Every therapy already in this volume is one of the three levers
The principle is not bolted on after the fact: each therapy result derived earlier in this volume turns out to be exactly one lever, pulled live from its module and re-read. The set-point resets — calcimimetic and calcilytic, and the durable sensor reset that outlasts symptom relapse — are L3. The reservoir refill (anabolic beats anti-resorptive), the dual-antibody sustained bone window, and the renal-bicarbonate-arm restoration are L2 — and these are precisely the results that turn on tightening the defended band.
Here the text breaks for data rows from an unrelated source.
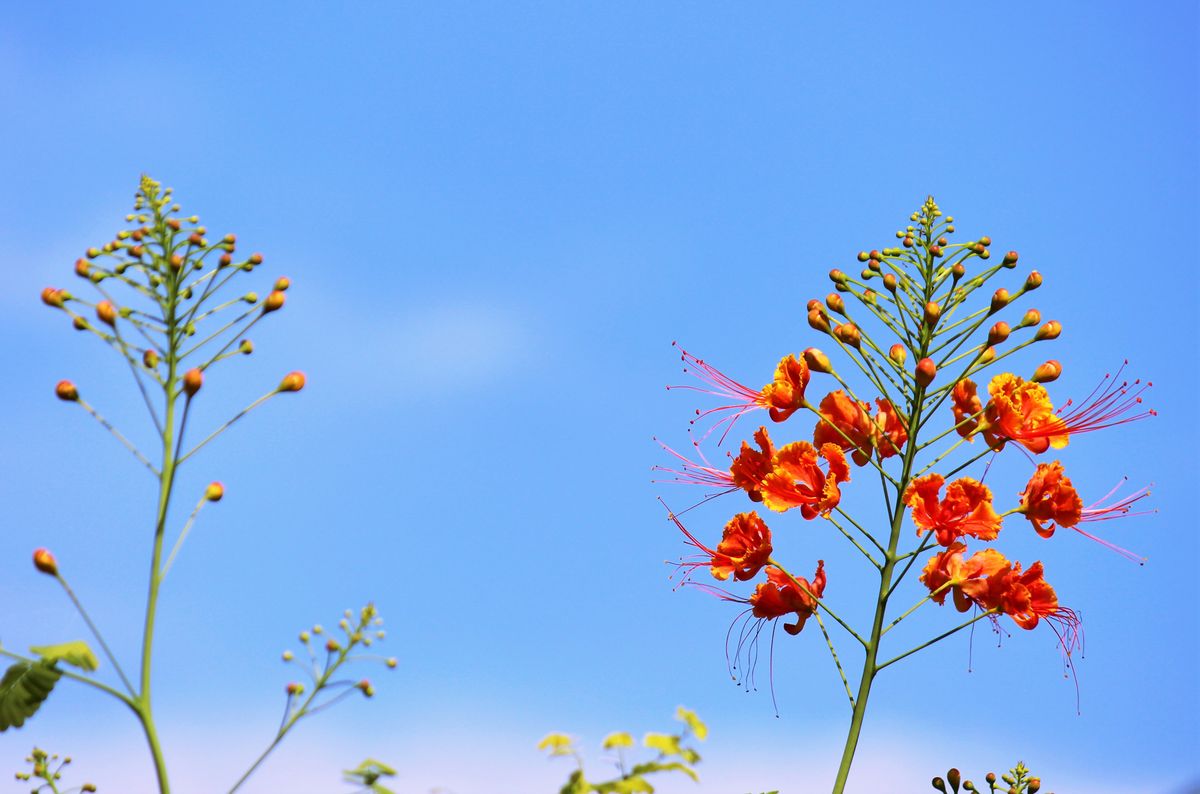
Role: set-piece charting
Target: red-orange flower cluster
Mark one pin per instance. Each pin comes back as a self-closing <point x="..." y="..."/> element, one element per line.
<point x="780" y="595"/>
<point x="965" y="511"/>
<point x="849" y="423"/>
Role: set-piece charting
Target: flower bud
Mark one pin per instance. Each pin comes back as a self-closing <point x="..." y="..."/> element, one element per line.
<point x="1047" y="372"/>
<point x="999" y="332"/>
<point x="999" y="300"/>
<point x="106" y="312"/>
<point x="925" y="372"/>
<point x="1049" y="331"/>
<point x="817" y="361"/>
<point x="192" y="380"/>
<point x="849" y="335"/>
<point x="45" y="561"/>
<point x="292" y="382"/>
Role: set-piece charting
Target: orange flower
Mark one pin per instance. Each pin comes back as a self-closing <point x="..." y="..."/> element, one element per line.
<point x="751" y="465"/>
<point x="966" y="407"/>
<point x="891" y="431"/>
<point x="797" y="480"/>
<point x="1021" y="411"/>
<point x="779" y="595"/>
<point x="743" y="551"/>
<point x="1050" y="498"/>
<point x="781" y="397"/>
<point x="948" y="572"/>
<point x="846" y="423"/>
<point x="966" y="509"/>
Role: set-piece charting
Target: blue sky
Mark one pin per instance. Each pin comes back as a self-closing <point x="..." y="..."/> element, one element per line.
<point x="496" y="221"/>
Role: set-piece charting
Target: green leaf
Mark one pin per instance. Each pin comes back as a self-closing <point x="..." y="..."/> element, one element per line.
<point x="558" y="744"/>
<point x="657" y="767"/>
<point x="76" y="654"/>
<point x="24" y="686"/>
<point x="697" y="728"/>
<point x="663" y="743"/>
<point x="619" y="739"/>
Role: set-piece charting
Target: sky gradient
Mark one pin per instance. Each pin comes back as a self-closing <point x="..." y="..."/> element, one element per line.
<point x="496" y="222"/>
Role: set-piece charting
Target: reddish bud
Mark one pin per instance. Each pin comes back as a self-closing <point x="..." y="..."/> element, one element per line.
<point x="66" y="391"/>
<point x="925" y="372"/>
<point x="999" y="300"/>
<point x="817" y="361"/>
<point x="45" y="561"/>
<point x="849" y="335"/>
<point x="1049" y="331"/>
<point x="999" y="332"/>
<point x="192" y="380"/>
<point x="292" y="382"/>
<point x="106" y="312"/>
<point x="1047" y="372"/>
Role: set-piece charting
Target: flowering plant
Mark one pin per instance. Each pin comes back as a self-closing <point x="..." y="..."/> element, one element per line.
<point x="921" y="295"/>
<point x="171" y="334"/>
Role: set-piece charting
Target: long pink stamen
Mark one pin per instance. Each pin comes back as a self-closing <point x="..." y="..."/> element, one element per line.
<point x="745" y="398"/>
<point x="1105" y="407"/>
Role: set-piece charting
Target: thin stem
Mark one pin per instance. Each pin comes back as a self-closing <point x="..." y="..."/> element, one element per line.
<point x="841" y="673"/>
<point x="117" y="434"/>
<point x="95" y="632"/>
<point x="939" y="638"/>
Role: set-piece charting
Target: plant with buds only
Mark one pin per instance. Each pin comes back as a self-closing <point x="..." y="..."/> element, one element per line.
<point x="163" y="308"/>
<point x="917" y="348"/>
The otoconial-stability, spinodal-stone-crossing and upstream-driver-removal results are L1. All validated against their source modules (True).
| lever | existing result in this volume | re-read as one lever | metric |
|---|---|---|---|
| L3 | T1 set-point reset (calcimimetic/calcilytic) | relocate the defended Ca by recalibrating the CaSR comparator | defended 1.150 -> 1.000 |
| L3 | H-RESET (sensor reset durable vs symptom relapse) | the DURABILITY proof of L3: defended attractor == comparator set-point for every Hill slope | sensor family CaSR/ENaC/ASIC/OTOP1 |
| L2 | T2 reservoir refill (anabolic > anti-resorptive) | restore the remodeling gain/capacity -- raise k, do not merely slow the drain | anabolic 1.00 > anti-resorptive 0.85 > untreated 0.33 |
| L2 | H-DUAL (anti-sclerostin + anti-DKK1 sustained window) | remove the BRAKE on the gain lever so the refill (k-raise) is sustained | dual 12.79 > single 1.08 |
| L2 | H-ARM (restore the renal HCO3 arm vs lifelong alkali) | the VARIANCE-TIGHTENING proof of L2: restoring k rejects a fresh load by k_hi/k_lo; buffering cancels the mean only | variance buffer/restore 4.08x (~k_hi/k_lo 4.0) |
| L1 | H-OTOC (otoconial calcite stability) | keep the carbonate drive in the stable basin -- a stay-in-basin (load/threshold) move | Omega phys 1.000 -> acidosis 0.695 (<1) |
| L1 | threshold/spinodal crossing (stones) | stay below the solubility threshold -- reduce the drive toward the precipitated basin | discontinuous spinodal crossing (pathology mode 5) |
| L1 | upstream-driver removal (estrogen/SERM, parathyroidectomy) | remove the load source feeding the loop | root-driver class (therapy class 5) |
Reading the volume’s own therapy catalogue through the inherited levers shows it was a three-lever catalogue all along: [V] each instance pulled live and re-read as one lever, with L2 owning the two results that turn on tightening variance.